Cuando han tenido que elegir entre una opción de obediencia catalana y una española lo han hecho siempre en la misma dirección, de Joan Herrera a Joan Coscubiela, con motivo de los debates sobre la independencia de Catalunya del 9-N y del 1-O. Y para no ir tan lejos, Ada Colau, en la última elección del nuevo alcalde de Barcelona tras los comicios municipales de mayo de 2023 y para evitar que el alcalde volviera a ser Xavier Trias, repitió con el PP el mismo juego de manos que cuatro años antes, en 2019, había protagonizado con el lerrouxista Manuel Valls para impedir que lo fuera Ernest Maragall. Bien sea para conservar sueldos, bien sea para mantener cargos, bien sea por lo que más convenga, el caso es que los hechos demuestran que los comuns no son de fiar.

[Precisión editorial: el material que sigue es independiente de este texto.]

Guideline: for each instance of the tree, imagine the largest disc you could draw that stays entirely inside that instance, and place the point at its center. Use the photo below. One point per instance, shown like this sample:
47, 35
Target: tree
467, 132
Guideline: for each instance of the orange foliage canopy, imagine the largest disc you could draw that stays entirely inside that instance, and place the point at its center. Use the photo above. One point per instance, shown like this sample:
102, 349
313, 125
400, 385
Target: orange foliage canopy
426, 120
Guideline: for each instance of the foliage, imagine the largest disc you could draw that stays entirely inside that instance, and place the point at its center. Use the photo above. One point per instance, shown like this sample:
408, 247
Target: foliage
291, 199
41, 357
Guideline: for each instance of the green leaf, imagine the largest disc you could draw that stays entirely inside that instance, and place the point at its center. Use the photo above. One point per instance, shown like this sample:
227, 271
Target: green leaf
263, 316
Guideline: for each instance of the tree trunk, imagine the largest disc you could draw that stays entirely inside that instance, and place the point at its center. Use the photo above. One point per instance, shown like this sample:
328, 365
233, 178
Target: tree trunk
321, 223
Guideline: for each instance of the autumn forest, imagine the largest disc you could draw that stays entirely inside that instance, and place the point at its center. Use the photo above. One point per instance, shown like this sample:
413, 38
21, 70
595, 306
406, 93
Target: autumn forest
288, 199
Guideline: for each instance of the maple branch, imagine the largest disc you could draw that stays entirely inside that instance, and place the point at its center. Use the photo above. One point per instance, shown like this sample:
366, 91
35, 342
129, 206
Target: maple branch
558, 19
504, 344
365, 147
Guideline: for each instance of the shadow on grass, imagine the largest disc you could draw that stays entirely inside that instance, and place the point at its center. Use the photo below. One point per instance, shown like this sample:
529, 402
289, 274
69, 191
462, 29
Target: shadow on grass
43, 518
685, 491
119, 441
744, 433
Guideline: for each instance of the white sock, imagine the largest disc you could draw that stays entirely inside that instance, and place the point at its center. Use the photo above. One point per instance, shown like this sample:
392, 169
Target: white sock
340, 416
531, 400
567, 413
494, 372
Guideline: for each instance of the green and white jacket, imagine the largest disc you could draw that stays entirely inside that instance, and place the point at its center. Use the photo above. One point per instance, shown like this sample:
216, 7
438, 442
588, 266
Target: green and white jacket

Y no lo son porque, desde un elitismo y una pretendida superioridad moral que recarga, son capaces de defender todas las causas del mundo —la primera de todas la palestina, por descontado—, incluso la más recóndita, menos la propia, que es la causa catalana, y de preocuparse por la libertad del planeta entero, menos por la de Catalunya.

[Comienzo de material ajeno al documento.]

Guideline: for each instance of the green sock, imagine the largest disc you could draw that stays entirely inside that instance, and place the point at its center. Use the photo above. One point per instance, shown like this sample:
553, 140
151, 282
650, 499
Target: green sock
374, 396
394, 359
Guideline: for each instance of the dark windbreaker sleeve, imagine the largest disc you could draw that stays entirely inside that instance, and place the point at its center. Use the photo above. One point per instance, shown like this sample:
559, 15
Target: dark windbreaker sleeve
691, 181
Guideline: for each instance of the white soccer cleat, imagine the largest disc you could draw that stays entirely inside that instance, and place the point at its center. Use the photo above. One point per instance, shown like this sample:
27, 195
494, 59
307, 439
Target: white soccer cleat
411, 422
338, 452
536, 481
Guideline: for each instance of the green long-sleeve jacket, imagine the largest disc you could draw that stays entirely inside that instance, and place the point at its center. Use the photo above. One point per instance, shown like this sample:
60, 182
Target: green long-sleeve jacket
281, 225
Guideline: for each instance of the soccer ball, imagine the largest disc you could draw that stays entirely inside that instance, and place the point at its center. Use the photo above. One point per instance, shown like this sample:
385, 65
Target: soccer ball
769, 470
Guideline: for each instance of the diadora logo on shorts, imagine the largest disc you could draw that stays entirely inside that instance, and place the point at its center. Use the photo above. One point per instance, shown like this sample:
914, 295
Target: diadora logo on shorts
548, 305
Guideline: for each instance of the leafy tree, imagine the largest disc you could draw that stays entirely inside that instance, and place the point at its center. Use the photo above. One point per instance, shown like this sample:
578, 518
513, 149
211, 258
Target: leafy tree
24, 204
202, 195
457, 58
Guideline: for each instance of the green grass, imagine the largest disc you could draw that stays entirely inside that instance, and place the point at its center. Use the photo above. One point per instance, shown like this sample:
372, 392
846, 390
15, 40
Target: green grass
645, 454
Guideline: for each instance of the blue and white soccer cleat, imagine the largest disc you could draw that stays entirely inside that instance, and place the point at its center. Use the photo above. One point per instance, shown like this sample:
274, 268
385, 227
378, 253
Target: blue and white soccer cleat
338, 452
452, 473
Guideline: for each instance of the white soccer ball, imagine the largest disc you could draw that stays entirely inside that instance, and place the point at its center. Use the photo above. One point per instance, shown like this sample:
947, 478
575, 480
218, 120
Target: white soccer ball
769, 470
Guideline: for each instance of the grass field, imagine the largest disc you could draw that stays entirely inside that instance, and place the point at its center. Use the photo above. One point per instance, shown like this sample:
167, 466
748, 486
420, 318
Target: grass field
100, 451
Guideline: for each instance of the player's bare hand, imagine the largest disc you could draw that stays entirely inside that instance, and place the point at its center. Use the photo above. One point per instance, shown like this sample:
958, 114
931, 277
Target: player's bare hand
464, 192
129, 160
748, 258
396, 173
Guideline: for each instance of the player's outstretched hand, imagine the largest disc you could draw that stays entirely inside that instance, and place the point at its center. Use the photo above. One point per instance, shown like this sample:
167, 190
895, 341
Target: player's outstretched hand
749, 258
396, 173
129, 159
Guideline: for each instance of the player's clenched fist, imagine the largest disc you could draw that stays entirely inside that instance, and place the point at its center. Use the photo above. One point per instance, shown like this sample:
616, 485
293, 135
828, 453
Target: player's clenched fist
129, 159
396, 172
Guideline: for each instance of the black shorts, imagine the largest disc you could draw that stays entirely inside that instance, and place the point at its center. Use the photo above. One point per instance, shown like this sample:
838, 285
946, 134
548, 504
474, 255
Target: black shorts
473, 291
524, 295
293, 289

¡Si el pobre PSUC levantara la cabeza! Precisamente no hace mucho, el 13 de febrero, se cumplieron dieciséis años de la muerte de un insigne representante del partido, Antoni Farrés (Sabadell 1945-2009), que dejó la militancia en la época de ICV y cuya integridad, siendo alcalde de la capital del Vallès Occidental durante veinte años, de 1979 a 1999, estuvo siempre fuera de toda duda. A pesar de haber militado en el PSUC y en CC. OO. desde muy joven, en el fondo era un espíritu libre y nunca se quiso someter a la maquinaria del partido si lo que esta pretendía iba en detrimento de su ciudad, y cuando vio que no había nada que hacer sencillamente se fue y dejó que se espabilara como pudiera, si es que podía. El caso es que desde 1980 el espacio que ahora ocupan los comunes que se llaman Comuns no ha hecho más que decrecer, en cada lavado ha perdido una sábana, y más que perderá una vez instalado en esta ortodoxia wokista que cada día lo aleja más de la realidad y en virtud de la cual se ha puesto de moda tildar de extrema derecha a todo el que le cuestiona los principios.

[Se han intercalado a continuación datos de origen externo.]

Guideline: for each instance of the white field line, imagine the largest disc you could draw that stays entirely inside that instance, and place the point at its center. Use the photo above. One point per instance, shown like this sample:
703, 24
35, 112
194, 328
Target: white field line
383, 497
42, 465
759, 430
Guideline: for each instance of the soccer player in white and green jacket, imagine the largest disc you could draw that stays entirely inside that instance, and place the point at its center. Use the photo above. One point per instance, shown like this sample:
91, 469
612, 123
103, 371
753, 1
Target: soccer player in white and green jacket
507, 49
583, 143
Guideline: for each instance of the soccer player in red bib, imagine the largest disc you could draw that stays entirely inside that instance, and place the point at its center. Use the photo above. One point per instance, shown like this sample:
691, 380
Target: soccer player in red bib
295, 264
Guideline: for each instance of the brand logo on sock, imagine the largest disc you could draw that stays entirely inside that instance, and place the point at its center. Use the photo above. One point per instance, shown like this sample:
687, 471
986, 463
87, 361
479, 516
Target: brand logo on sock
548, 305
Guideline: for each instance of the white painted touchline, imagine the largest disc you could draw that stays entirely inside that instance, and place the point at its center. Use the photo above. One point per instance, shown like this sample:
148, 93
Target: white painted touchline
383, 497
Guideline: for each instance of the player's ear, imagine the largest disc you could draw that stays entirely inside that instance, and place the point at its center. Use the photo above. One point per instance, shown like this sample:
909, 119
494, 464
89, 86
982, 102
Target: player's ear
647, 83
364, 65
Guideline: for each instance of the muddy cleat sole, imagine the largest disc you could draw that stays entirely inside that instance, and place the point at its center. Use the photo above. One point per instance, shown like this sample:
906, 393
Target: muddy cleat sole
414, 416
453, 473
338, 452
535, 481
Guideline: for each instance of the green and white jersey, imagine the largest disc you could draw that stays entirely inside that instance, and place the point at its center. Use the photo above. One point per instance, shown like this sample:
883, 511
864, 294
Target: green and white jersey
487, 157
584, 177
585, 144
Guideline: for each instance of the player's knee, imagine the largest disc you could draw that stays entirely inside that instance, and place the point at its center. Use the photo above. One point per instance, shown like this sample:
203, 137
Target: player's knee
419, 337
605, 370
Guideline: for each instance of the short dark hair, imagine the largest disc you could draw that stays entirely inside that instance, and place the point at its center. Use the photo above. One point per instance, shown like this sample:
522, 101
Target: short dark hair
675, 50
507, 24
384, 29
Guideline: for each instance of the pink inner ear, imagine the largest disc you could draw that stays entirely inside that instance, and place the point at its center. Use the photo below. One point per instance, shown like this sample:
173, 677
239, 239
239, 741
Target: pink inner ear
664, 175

Basta con ver las cabriolas que hacen algunos de sus miembros ante la catalanofobia agitada no solo por Podemos, también por algunos de los socios de Sumar, en un intento de frenar la delegación de las competencias en inmigración a Catalunya acordada entre JxCat y el PSOE. O con ver la reacción que tuvieron ante la fallida moción de censura para echar a la presidenta de Aliança Catalana, Sílvia Orriols, de la alcaldía de Ripoll, apresurándose a repartir frívolamente carnets de buen y de mal demócrata a diestra y siniestra y a calificar de fascista, racista, xenófobo y otros epítetos por el estilo a todo aquel que había decidido no comulgar con sus ruedas de molino. Talmente como en el tiempo de los ancestros en que la doctrina oficial del soviet supremo de la Unión Soviética era de obligado cumplimiento por todos los partidos comunistas del planeta, y si convenía era impuesta a sangre y fuego, y la más mínima disidencia era perseguida y aplastada. Una manera de hacer que a algunos ridículos aprendices de Stalin se les ha pegado.

En un momento determinado de la historia, en todo caso, el comunismo catalán pasó por representar a la parte más selecta de la izquierda, los integrantes de aquella gauche divine que estaba por encima del bien y del mal, pero nunca abandonó el componente catalanista y de defensa de la nación catalana que, más allá del eje izquierda-derecha o de la diatriba de la lucha de clases propios de este tipo de partidos, siempre lo había caracterizado. Sus herederos, sin embargo, se han desentendido de este legado y han vivido del cuento mientras han podido, hasta que se les ha visto el plumero que los ha convertido en meros vividores de la política —no todos, porque siempre hay excepciones— y en una fuerza cada vez más marginal y en algunos lugares incluso residual. De hecho, empiezan a existir encuestas que los dejan, por primera vez, fuera del Parlament. Lo que es seguro es que hoy los comunes no representan a ninguna parte selecta de la sociedad, aunque algunos parece que todavía no se han dado cuenta.